361話 ページ44
「────」
覚悟を決めるように、深呼吸をひとつ。ドクン、と心臓が大きな音を立てた。早まる鼓動に目を瞑り、それから、ポシェットを方から外して開ける。未だポシェットの中には凶器が詰まっていて、その中身を全て取り出した。ケジメをつけるかのように記憶を辿り、その武器が置かれていた元の場所へきっちりと直す。全ての武器が揃った倉庫の中を見渡して、Aは僅かに目を細めた。
(この部屋は、わたしの全てだった)
数々の命を奪った。撃ち殺した。刺し殺した。それを使われた武器をしまい込んだこの部屋は、Aの罪そのものを示しているようにたたずんでいる。
「………………」
Aは黙って、部屋の中のとあるふたつの武器に歩み寄る。
一つはナイフ。
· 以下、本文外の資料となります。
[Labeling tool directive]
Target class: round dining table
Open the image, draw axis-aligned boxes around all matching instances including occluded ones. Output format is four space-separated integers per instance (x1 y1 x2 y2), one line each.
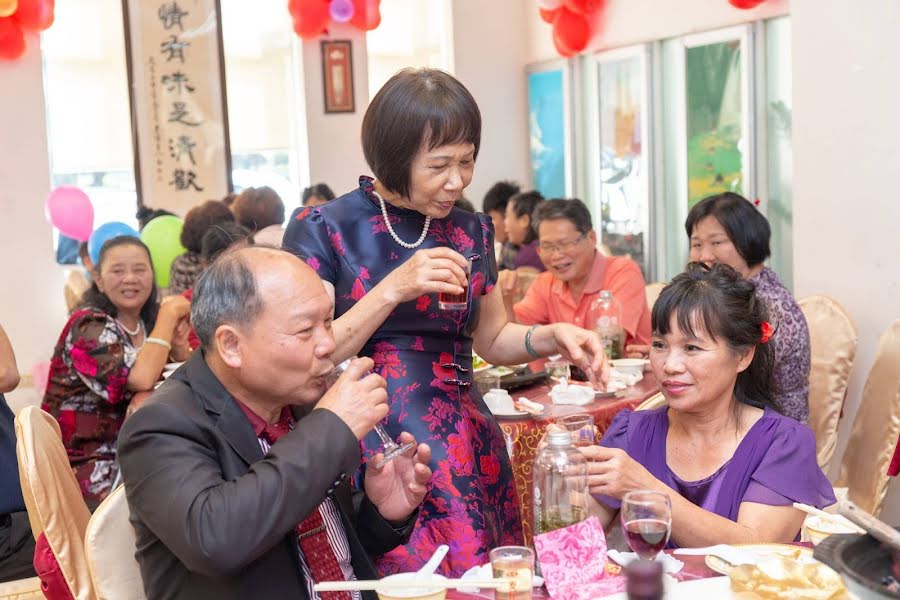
497 378 659 545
いつか過ごした教会の倉庫でAが見つけたもの。
もう一つは拳銃。このフロアに来てから最も人を殺したであろうもの。
空になったポシェットの中にそれだけを入れた。未練だとかそういうものではなく、これらだけは持っていくべきだと感じた。自分がやった事を、忘れてはならないと思ったから。
罪を罪と知っている。いくらAが懺悔しようと罪は消えない。死者の怨嗟は払えない。償いきれないほどの罪が、Aにはある。そう自覚していた。
そんな罪人が地上に出ることへの迷いは、いつまでもAの足を引っ張って暗い地下の闇へAを引きずり込もうとする。しかし、それでも前に進むと、顔を上げると誓った。レイと、ザックに誓った。
だから。
「さようなら」
そう言って、Aは部屋に背を向ける。電灯のスイッチを押すと、もう二度とつくことのないであろう電灯がブツンと、命が途切れるその時のように消えた。そのまま、ゆっくりとドアを開き、振り返ることなく部屋を出た。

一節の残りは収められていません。